経費とされる減価償却費とキャッシュフロー計算書との関係はとてもわかりにくいと思われる方も多いでしょう。

プラスしなければいけないのは、損益計算書の利益を元に計算書を作成するため、元々現金の動きのない費用は差引かれた分を戻す必要があるからです。

減価償却費は現実には出ていない費用であるから

費用として計上されるものには実際には現金の支出を伴わないものがあります。

固定資産は購入した年度に資産とします。この資産の額を毎年減らしていくのが減価償却ですが、実際には帳簿上の金額を減らしていくので現金が出ることはありません。

減価償却費は損益計算書で既にマイナスとして計上してある

現金の支出はないものの、費用として損益計算書の売上総利益からマイナスされます。

科目は販売費および一般管理費に該当しますので、とうぜん税引前当期純利益にも反映されています。

損益計算書の税引前当期純利益の数字を元にキャッシュフロー計算書を作成します。

そのため、現金の動きがない減価償却費を足し戻すことで、現金と利益の差を補正し正しい計算書を作成することができます。

キャッシュフロー計算書で減価償却費を足すことでキャッシュに換算できる

損益計算書に載る費用には、減価償却費のほかにも賞与引当金等があります。

これらは実際には現金は動きません。

費用のほかにも現金ではない売上高、今はまだ現金を払っていない未払い費用等もあります。

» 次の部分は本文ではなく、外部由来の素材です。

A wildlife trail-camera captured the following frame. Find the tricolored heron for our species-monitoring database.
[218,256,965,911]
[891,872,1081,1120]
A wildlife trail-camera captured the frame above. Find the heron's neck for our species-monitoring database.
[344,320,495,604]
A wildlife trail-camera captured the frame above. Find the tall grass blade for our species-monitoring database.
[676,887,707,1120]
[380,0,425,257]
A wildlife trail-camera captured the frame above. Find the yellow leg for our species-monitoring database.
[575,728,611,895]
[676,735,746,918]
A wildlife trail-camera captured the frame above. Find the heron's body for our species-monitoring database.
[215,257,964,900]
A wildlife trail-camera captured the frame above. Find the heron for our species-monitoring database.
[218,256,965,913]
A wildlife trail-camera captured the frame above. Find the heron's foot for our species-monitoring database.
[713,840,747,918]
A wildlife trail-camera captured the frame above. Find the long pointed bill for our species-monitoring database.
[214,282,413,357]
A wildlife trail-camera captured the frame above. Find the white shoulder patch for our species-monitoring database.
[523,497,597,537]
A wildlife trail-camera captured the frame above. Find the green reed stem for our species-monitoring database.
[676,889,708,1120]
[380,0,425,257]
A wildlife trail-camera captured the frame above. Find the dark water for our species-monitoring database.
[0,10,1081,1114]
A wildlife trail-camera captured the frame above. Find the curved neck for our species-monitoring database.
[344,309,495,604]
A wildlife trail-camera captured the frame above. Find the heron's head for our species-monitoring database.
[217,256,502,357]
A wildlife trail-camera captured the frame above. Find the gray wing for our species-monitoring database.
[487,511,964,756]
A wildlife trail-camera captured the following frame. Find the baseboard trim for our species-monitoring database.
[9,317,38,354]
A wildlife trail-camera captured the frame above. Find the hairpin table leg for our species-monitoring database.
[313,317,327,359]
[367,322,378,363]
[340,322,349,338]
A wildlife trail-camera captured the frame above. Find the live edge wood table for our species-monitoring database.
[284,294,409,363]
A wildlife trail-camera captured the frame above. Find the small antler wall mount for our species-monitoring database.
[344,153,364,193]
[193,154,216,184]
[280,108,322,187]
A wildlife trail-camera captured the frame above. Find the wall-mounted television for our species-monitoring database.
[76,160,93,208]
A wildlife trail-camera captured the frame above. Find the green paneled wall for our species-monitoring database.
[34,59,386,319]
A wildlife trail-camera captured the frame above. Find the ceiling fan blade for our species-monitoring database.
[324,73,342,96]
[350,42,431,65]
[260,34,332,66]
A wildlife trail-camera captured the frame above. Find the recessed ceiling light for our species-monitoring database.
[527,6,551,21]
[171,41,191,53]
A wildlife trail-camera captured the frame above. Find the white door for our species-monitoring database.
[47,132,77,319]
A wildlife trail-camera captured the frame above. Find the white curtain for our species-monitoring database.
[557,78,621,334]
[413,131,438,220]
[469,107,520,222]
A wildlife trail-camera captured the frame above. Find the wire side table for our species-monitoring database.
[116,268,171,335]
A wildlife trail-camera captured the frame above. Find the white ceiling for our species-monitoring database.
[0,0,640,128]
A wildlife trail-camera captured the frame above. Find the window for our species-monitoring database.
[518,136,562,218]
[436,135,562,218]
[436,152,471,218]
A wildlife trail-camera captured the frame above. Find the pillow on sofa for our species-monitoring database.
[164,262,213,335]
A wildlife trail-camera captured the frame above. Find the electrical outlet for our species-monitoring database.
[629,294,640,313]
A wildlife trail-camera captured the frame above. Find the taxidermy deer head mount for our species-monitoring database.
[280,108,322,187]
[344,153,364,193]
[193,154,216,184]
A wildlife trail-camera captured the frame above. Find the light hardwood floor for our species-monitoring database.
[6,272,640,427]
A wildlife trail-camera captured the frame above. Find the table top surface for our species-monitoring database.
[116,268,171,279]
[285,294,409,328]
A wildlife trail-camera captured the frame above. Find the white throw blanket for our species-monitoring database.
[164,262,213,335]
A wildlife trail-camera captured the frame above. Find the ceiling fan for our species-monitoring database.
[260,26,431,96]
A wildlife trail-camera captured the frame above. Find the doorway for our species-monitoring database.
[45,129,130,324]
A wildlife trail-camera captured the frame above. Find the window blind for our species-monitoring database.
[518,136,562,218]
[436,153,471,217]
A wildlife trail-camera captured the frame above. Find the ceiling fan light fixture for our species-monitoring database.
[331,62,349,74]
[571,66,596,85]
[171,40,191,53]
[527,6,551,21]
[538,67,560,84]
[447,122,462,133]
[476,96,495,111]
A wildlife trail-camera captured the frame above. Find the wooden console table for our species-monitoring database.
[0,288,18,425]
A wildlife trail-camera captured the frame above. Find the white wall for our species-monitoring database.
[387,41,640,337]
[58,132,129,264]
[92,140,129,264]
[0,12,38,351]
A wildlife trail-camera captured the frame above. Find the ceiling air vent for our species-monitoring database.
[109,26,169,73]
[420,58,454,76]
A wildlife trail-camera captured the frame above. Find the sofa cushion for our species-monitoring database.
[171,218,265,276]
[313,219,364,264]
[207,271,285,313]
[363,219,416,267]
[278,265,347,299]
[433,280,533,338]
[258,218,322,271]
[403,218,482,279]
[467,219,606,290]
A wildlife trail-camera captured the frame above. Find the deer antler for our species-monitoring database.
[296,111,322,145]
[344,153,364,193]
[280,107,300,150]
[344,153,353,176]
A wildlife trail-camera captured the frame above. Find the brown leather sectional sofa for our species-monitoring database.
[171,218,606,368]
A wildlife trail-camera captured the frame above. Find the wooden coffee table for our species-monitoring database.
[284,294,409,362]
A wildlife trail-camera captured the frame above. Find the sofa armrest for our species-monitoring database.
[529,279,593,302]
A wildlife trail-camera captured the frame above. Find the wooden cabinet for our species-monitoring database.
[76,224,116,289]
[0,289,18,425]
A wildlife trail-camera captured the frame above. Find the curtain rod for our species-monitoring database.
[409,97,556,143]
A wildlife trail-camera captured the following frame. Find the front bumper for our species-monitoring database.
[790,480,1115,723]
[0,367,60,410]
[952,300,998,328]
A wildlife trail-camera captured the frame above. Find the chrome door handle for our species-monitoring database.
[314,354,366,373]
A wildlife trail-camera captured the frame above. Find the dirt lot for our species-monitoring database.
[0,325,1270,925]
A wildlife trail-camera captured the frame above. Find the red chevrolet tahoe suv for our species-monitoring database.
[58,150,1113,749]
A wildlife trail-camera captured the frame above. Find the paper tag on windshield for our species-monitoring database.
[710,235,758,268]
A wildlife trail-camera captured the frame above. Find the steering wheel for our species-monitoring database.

減価償却費を足すことでキャッシュに換算し、営業活動による正しいお金の現在高を把握できます。

キャッシュフロー計算書で減価償却費をプラスする理由

「損益計算書」
売上100万(すべて現金)ー費用40万(減価償却費)=利益60万

売上はすべて現金なので100万がキャッシュフロー計算書の営業収入に記載されなければいけません。

ですが、損益計算書では減価償却費40万が引かれているため、このままキャッシュフロー計算書を作成すると営業収入は60万となり、減価償却費の40万分が少なく計上されてしまいます。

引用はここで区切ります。